The present consensus on how particulate air pollution (such as wood smoke from cooking fires, still commonplace in much of the world) causes an acceleration of age-related disease and mortality is that this is a matter of inflammation. Particules lodge in the lungs, and there spur chronic inflammation that drives onset and progression of all common age-related conditions. The evidence for this to be a causal relationship seems fairly compelling, based on studies of similar populations with different particulate exposure that rule out socioeconomic factors. It is certainly the case that more polluted regions are usually less wealthy regions, and it is certainly the case that wealth influences life expectancy, but wealth doesn't appear to be the driving mechanism here.
A new analysis of 16 years of publicly accessible health data on 68.5 million Medicare enrollees provides broad evidence that long-term exposure to fine particles in the air - even at levels below current EPA standards - leads to increased mortality rates among the elderly. Based on the results of five complementary statistical models, including three causal inference methods, the researchers estimate that if the EPA had lowered the air quality standard for fine particle concentration from 12 μg/m3 down to the WHO guideline of 10 μg/m3, more than 140,000 lives might have been saved within one decade.

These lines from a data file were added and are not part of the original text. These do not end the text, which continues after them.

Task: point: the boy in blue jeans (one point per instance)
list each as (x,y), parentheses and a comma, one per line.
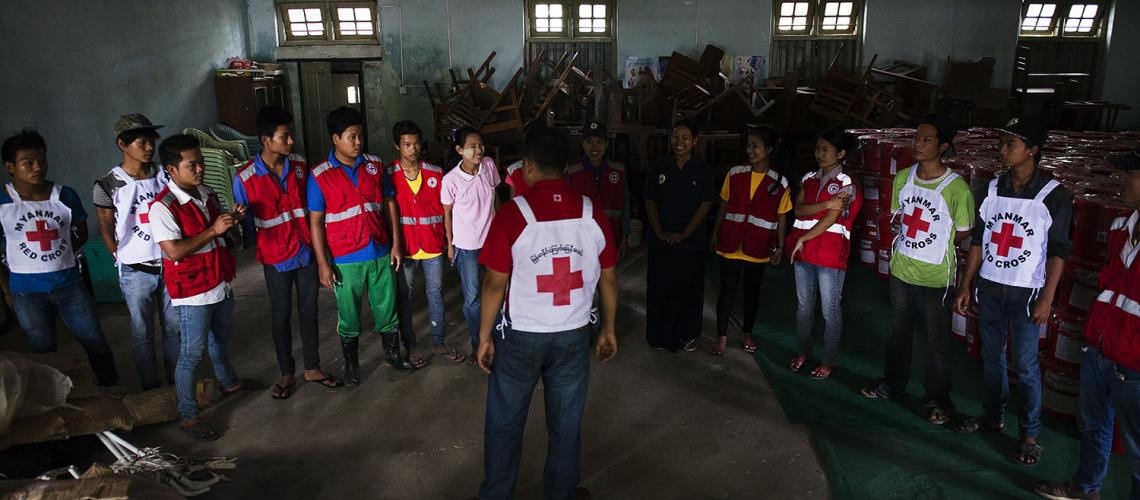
(43,223)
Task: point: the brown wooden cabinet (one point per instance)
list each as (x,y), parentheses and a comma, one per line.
(241,97)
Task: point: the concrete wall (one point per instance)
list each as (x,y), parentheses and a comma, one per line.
(72,67)
(1122,73)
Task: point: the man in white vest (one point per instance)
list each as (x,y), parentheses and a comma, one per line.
(1018,248)
(554,247)
(122,202)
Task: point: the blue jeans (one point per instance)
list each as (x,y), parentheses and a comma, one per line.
(204,328)
(827,284)
(1107,391)
(471,277)
(562,362)
(37,313)
(996,318)
(433,286)
(145,294)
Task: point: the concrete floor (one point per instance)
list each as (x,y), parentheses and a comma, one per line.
(657,425)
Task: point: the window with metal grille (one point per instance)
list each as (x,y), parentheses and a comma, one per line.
(1061,18)
(304,23)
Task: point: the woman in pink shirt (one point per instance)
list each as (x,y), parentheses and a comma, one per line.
(469,206)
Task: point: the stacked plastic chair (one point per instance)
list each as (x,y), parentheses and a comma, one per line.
(236,148)
(225,132)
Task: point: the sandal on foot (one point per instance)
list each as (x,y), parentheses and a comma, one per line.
(748,345)
(975,424)
(821,371)
(1029,455)
(689,345)
(328,382)
(448,353)
(797,362)
(282,392)
(198,429)
(937,416)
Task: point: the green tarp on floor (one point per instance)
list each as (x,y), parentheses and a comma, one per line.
(874,449)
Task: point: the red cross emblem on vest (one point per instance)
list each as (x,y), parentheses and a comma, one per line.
(561,281)
(914,223)
(42,235)
(1004,239)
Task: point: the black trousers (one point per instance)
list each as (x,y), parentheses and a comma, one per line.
(675,296)
(732,272)
(281,286)
(926,311)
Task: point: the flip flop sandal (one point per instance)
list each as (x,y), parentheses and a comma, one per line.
(328,382)
(690,345)
(1029,455)
(450,354)
(282,392)
(821,371)
(975,424)
(796,363)
(749,346)
(200,431)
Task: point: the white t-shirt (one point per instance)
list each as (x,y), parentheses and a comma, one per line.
(163,228)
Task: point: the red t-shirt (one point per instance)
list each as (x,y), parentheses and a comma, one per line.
(551,201)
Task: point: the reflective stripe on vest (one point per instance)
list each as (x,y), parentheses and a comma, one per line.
(1120,301)
(367,206)
(285,216)
(837,228)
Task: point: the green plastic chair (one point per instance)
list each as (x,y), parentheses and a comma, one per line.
(220,169)
(235,148)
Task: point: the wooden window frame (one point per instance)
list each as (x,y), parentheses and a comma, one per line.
(570,22)
(1059,18)
(328,17)
(815,15)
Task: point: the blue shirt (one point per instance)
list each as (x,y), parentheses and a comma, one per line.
(303,254)
(49,281)
(372,251)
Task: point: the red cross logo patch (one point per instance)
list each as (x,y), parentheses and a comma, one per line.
(561,281)
(1004,239)
(42,235)
(915,223)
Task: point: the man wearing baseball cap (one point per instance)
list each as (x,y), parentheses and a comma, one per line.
(603,181)
(1018,247)
(122,201)
(1110,368)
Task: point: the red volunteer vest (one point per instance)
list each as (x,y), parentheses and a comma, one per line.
(353,214)
(278,214)
(831,248)
(195,273)
(608,191)
(421,213)
(1114,317)
(750,221)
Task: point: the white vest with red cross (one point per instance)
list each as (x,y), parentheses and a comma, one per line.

A number of studies have documented a strong correlation between long-term exposure to fine particulate and greater human mortality, but some concern has remained about the causal nature of the evidence, and whether it is sufficient to inform revisions to air quality standards. Some scientists argue that modern causal inference methods can provide such evidence, using the right data.
Analyzing a massive dataset through five distinct approaches, including two traditional statistical methods and three causal inference methods, researchers derived broad evidence consistent with a causal link between long-term particulate exposure and mortality. Modeling a 10 μg/m3 decrease of fine particle concentration between 2000 and 2016 resulted in a 6% to 7% decrease in mortality risk. Based on their model results, the researchers estimated that more than 140,000 lives might have been saved if the current U.S. standard for fine particle concentration had been lowered to 10 μg/m3 between 2007 and 2016.